Pedro Almodóvar is starting a blog. Sample self-consciousness: “I get the impression that we’re skipping a stage in the natural process of ‘living to tell the tale.’” (If you don’t believe Almodóvar would say such-and-such a thing, blame the translator. The blog is also available in Spanish and French.)
A dish to whet your appetite for next week’s releases: Wong Kar Wai talks about his My Blueberry Nights. Apparently blueberry pie is not, in Wong’s judgment, cinematic. Good. I’m working on the review now and the word that keeps coming to mind is “rubbery.”
Opening this week:
In On Screen this week: Smart People (me: “Smart People isn’t reliably smart (even the most preternaturally talented college students don’t get their first poems published in the New Yorker*), but it is extremely funny and sweet”), Chaos Theory (Bradley Steinbacher: “In this middling dramedy, Ryan Reynolds stars as Frank, an efficiency expert whose life is calculated down to the second. ‘List-making is your harbor in the storm of life,’ Frank’s motto goes, and to help live up to it he scribbles incessantly on note cards.”), Sex and Death 101 (Andrew Wright: “Daniel Waters’s reunion with former muse Winona Ryder offers only trace hints of the satirical magic that once was”), Blindsight (Paul Constant: “One of the kids says, ‘We are blind, but our hearts are not blind!’ and you can practically hear the director moan ecstatically offscreen”), Street Kings (Steinbacher says it’s “an unthinking man’s cop movie, complete with a laughably dense protagonist”), Muriel (Brendan Kiley: “This chilly, melancholy portrait of sex and its discontents—jazzed up with occasional bursts of disorienting new wave style—is a vintage pleasure”), and The Year My Parents Went on Vacation (me: “With its pretty cinematography and the novel milieu of a Sao Paulo Jewish quarter in the 1970s, The Year My Parents Went on Vacation is entertaining enough, but you won’t remember much of it a week later”).
You will remember this embroidered cutie, though:
Why are the most charismatic child actors always from other countries?
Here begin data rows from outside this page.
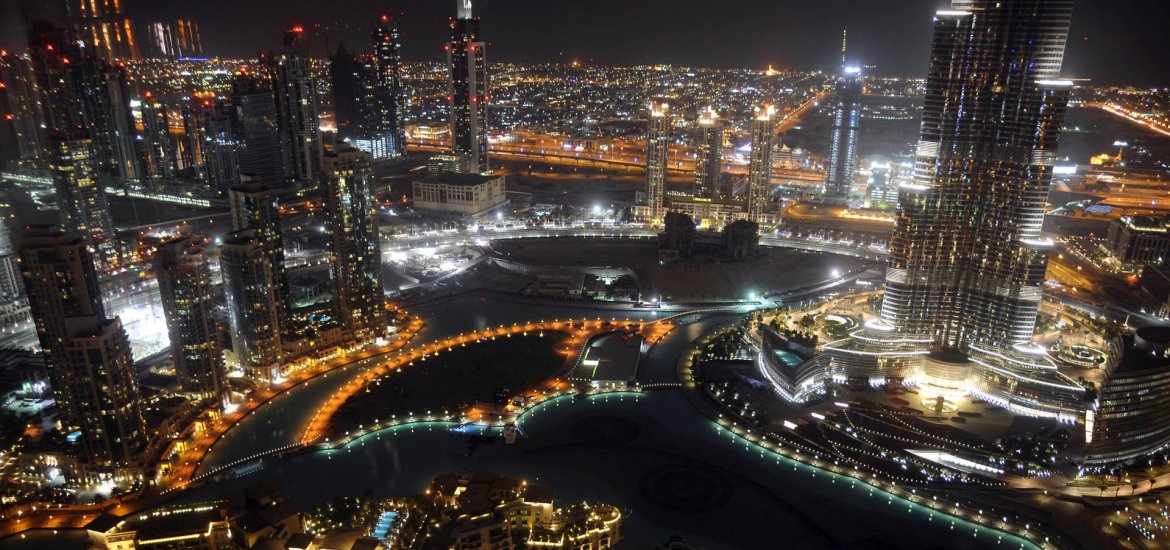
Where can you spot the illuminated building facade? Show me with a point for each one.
(20, 119)
(253, 306)
(759, 163)
(102, 23)
(255, 206)
(709, 155)
(159, 155)
(81, 200)
(658, 145)
(355, 254)
(297, 118)
(185, 287)
(391, 101)
(967, 259)
(254, 119)
(842, 146)
(88, 355)
(468, 71)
It’s so alarming when you haven’t heard anything about them forever and then—remember that sweet child from Fucking Åmål? According to Wikipedia, she now has two kids.
Plus: Lindy West on The Ruins.
Limited runs are absolutely packed this week. The Seattle Jewish Film Festival is wrapping up this weekend with the Seattle premiere of Jellyfish and more. A Tibetan series kicks off at SIFF Cinema to coincide with the Dalai Lama visit. The Langston Hughes African American Film Festival starts tomorrow with two docs by St. Clair Bourne and continues through next week. Tron in 70 mm is returning to Cinerama for almost an entire week. If that’s not enough stoner movie for you, try Super High Me at the Admiral—it’s a spoof of Super Size Me (duh) with pot subbed for Big Macs. Three fairly obscure films (Irina Palm, starring Marianne Faithfull, and two special-interest docs) are playing at the Varsity; we didn’t love any of them. We do, however, love Bette Davis, who’s getting a retrospective at the Grand Illusion for the next month or so. There are plenty more opportunities to see Senator Obama Goes to Africa this week—pick the venue to suit your demographic. And for avant-gardists and microcinema fans, you have a bunch of intriguing options this week: Jon Behrens at Vermillion tonight, Janice Findley at Northwest Film Forum tomorrow, an LA magic lanternist/film restorer in a program called Keep Warm, Burn Britain! at the Rendezvous Sunday night, and a bunch of Apichatpong Weerasethakul shorts on Tues-Wed, also at NWFF.
* It has come to my attention that several talented college students have had their first poems published in the New Yorker, including Seattle’s own Heather McHugh, Caroline Kizer, and (sort of) Elizabeth Bishop. But the movie makes it sound like getting a gold star on your homework or something.